My whole life, I hated the way my family treated me because I was just a little different. As a kid, when all of my classmates would run around on the playground at recess, I would read a book under a tree or collect leaves. When kids invited me over for playdates on the weekends, I would decline and choose to sit at the piano and learn new music. Whenever my parents yelled or fired house staff, I would cringe and cry for days because it felt like they were getting rid of some of the only friends I had. Whenever my Mom aggressively straightened my hair, I would purposely wet the ends to make them curly because I didn't like the way it looked or the fact that she was damaging my curls. Whenever my Dad forced me to wear contacts instead of my glasses, I would cry for hours in the bathroom because I couldn't figure out how to put them in. Being 9 years old and trying to touch my eyeballs was not fun, I could never get them in, resulting in being forced to go on with my day without my glasses.

I had horrible vision and still do, I need my glasses to see.

And when the kids at school bullied me for wearing glasses, reading during lunch, writing music or stories ... I would punch them straight in the nose.

Yeah, it's a little unexpected, I know. I was small and shy, but I stood up for myself.
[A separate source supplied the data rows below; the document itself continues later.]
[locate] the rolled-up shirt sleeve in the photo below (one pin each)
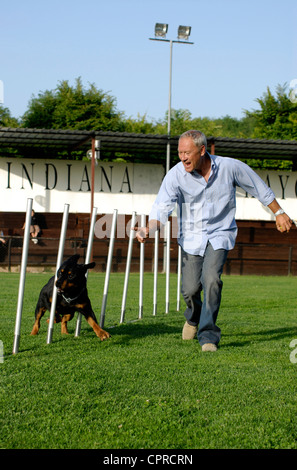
(250, 182)
(165, 201)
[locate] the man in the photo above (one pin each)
(203, 186)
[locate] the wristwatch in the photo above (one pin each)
(279, 212)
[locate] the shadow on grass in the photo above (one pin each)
(123, 333)
(260, 336)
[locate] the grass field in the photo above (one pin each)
(145, 388)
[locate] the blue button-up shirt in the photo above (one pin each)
(206, 210)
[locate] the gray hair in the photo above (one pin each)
(198, 137)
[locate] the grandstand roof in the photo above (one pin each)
(54, 140)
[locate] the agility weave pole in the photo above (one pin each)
(87, 260)
(156, 259)
(128, 265)
(59, 262)
(108, 267)
(141, 270)
(17, 331)
(168, 229)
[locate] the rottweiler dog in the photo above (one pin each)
(72, 296)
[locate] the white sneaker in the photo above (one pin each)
(189, 331)
(209, 347)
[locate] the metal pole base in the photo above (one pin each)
(16, 344)
(50, 335)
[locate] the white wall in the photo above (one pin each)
(127, 187)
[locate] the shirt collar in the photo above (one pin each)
(213, 167)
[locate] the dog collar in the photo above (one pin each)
(69, 300)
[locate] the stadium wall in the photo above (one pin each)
(126, 187)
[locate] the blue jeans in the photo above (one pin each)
(203, 273)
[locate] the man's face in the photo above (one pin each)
(190, 154)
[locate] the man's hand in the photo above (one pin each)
(283, 223)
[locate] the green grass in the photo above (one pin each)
(145, 388)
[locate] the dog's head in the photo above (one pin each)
(71, 277)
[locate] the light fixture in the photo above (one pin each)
(161, 30)
(184, 32)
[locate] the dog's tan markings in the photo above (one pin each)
(65, 319)
(99, 332)
(36, 325)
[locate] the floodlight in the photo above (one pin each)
(161, 30)
(184, 32)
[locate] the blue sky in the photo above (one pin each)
(240, 48)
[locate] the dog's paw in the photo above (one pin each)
(103, 335)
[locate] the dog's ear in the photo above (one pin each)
(90, 265)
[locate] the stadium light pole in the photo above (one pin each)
(183, 34)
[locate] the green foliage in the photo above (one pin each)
(69, 107)
(277, 118)
(6, 120)
(146, 388)
(77, 107)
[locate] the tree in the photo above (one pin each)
(75, 107)
(6, 120)
(277, 118)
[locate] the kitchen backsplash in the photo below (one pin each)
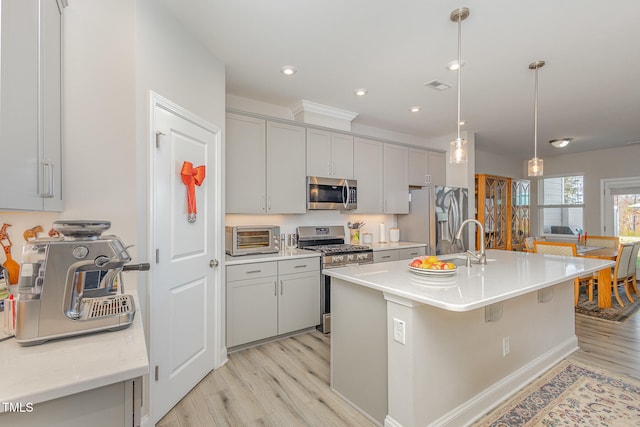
(22, 221)
(288, 223)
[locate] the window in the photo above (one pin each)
(561, 205)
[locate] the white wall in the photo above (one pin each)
(495, 164)
(595, 166)
(170, 62)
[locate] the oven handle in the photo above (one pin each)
(345, 198)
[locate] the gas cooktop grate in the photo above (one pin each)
(109, 306)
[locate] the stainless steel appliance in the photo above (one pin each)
(331, 193)
(435, 215)
(329, 241)
(72, 284)
(252, 239)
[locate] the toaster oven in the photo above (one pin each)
(252, 239)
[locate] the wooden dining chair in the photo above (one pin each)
(621, 272)
(566, 249)
(603, 241)
(633, 265)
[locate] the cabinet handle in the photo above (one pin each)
(48, 165)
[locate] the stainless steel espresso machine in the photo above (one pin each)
(72, 284)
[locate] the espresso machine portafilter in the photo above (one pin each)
(73, 284)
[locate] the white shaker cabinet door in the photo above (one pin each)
(245, 164)
(329, 154)
(319, 153)
(368, 160)
(31, 105)
(299, 304)
(342, 155)
(396, 180)
(286, 171)
(252, 310)
(419, 167)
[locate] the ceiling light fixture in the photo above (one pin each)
(453, 65)
(458, 147)
(561, 143)
(288, 70)
(535, 165)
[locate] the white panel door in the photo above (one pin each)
(186, 285)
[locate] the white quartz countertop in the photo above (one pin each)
(378, 246)
(507, 275)
(277, 256)
(71, 365)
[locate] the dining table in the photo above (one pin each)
(604, 275)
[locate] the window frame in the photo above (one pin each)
(541, 206)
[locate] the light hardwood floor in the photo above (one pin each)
(286, 383)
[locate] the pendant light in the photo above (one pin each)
(458, 147)
(534, 166)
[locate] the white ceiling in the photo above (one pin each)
(589, 88)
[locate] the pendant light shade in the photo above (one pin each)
(535, 165)
(458, 147)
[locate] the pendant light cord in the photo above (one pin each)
(535, 118)
(459, 69)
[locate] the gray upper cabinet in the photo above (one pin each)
(426, 168)
(31, 105)
(329, 154)
(265, 166)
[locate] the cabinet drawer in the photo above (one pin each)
(300, 265)
(406, 253)
(384, 256)
(251, 271)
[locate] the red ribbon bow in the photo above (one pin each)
(191, 177)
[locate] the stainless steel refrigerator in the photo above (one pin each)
(435, 215)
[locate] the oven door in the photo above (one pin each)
(325, 305)
(331, 193)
Somehow, I was perceived as the 'strange' child among my siblings.

I was the outcast, the black sheep, the stubborn, 'unraiseable one,' according to my mom. I wasn't obedient like my sister when it came to acting like a 'lady,' and I didn't put enough effort into learning how my dad's business worked like my brother.

My family wanted me to be something I was not, but I never caved, and I think that was what annoyed them the most.

I've never understood why I was so different from the rest of my family, but I let go of those questions years ago, and I've accepted my family for who they are. Manipulative, powerful, cunning, arrogant, and brilliant, they tried to raise me to be like that, but I couldn't fulfill their wants.